Smoothing via geometric means

Find the least real number $M$ such that for all positive real numbers $a, b, c$ , the following inequality holds:

$a+\sqrt{ab}+\sqrt[3]{abc} \le M(a+b+c)$ .

Substituting $a=16,b=4,c=1$ , we obtain

$a+\sqrt{ab}+\sqrt[3]{abc} = 16+\sqrt{16 \cdot 4} + \sqrt[3]{16 \cdot 4 \cdot 1} =28 \le M(16+4+1)=21M$ .

Hence, it must be the case that $M \ge \dfrac{28}{21}=\dfrac{4}{3}$ .

We now prove that $a + \sqrt{ab} + \sqrt[3]{abc} \le \dfrac{4}{3}(a+b+c)$ , i.e. $\dfrac{1}{3}a+\dfrac{4}{3}b+\dfrac{4}{3}c \ge \sqrt{ab}+\sqrt[3]{abc}$ .

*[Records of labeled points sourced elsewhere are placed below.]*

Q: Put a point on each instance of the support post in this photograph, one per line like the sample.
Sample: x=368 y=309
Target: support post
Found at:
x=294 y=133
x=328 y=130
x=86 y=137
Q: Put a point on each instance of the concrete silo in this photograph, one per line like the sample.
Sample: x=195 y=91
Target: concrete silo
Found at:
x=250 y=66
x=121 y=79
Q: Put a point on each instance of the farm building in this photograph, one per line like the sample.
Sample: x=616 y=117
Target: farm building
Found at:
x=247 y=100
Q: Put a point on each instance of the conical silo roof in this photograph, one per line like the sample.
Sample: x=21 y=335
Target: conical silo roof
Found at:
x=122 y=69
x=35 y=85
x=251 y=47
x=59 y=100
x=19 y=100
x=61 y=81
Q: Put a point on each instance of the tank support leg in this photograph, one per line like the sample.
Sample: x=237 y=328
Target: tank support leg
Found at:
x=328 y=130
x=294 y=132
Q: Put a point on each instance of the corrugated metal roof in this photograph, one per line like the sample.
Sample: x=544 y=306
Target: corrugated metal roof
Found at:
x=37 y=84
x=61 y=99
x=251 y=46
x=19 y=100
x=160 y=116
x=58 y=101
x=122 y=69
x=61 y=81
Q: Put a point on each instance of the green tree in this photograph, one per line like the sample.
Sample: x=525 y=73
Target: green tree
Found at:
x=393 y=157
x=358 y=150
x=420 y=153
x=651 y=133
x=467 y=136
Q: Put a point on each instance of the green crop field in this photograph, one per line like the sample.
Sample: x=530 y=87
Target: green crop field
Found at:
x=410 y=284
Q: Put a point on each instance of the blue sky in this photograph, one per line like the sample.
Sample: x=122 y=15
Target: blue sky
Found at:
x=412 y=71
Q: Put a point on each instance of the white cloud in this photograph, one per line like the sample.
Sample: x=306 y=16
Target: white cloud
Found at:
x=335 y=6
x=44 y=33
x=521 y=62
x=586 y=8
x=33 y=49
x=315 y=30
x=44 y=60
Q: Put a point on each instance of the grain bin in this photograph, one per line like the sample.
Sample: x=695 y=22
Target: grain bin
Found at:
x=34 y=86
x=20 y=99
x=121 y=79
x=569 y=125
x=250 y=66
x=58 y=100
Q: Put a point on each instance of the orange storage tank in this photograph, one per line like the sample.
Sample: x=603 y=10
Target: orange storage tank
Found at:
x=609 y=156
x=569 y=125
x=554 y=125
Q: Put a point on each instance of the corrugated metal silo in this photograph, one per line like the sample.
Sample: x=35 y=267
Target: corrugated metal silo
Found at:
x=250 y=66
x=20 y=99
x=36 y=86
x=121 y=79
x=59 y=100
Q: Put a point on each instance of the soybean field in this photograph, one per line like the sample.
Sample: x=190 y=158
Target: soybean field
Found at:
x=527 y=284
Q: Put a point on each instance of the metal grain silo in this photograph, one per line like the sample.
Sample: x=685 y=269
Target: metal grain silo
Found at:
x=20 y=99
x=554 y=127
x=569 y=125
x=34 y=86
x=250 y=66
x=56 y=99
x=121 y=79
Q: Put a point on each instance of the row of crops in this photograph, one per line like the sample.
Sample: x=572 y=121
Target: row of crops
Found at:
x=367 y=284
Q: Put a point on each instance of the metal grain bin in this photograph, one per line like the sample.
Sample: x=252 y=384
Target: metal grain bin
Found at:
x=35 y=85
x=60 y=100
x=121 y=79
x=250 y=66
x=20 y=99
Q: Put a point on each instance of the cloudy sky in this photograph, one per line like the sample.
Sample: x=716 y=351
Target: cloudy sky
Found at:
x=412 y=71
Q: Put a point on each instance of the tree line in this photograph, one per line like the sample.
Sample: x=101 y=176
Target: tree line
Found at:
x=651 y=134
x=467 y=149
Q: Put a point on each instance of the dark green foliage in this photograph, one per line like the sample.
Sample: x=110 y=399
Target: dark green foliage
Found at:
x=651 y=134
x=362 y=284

Note that by AM-GM inequality, we have

$\dfrac{1}{4}a + b \ge 2 \sqrt{\dfrac{1}{4}ab} = \sqrt{ab}$

$\dfrac{1}{12}a + \dfrac{1}{3}b + \dfrac{4}{3}c \ge 3\sqrt[3]{\dfrac{1 \cdot 1 \cdot 4}{12 \cdot 3 \cdot 3} \cdot abc} = \sqrt[3]{abc}$ .

Summing the two inequalities, we obtain

$\dfrac{1}{3}a + \dfrac{4}{3}b + \dfrac{4}{3}c \ge \sqrt{ab} + \sqrt[3]{abc}$ ,

as desired.

Challenge. Let $n \ge 3$ be a natural number. What is the smallest constant $C$ (possibly depending on $n$ ) such that for any positive real numbers $x_1,x_2,\dots,x_n$ , the following inequality holds?

$x_1+\sqrt{x_1x_2} + \sqrt[3]{x_1 x_2 x_3} + \dots + \sqrt[n]{x_1 x_2 \dots x_n} \le C(x_1+x_2+\dots+x_n)$ .

Number of occurrences of HT in coin tosses

You toss a coin $n$ times and each toss is independent of the others. Each toss is either a head ( $H$ ) or a tail ( $T$ ). The tosses result a string of $H$ ‘s and $T$ ‘s of length $n$ . What is the expectation and the variance of the number of occurrences of $HT$ in the sequence?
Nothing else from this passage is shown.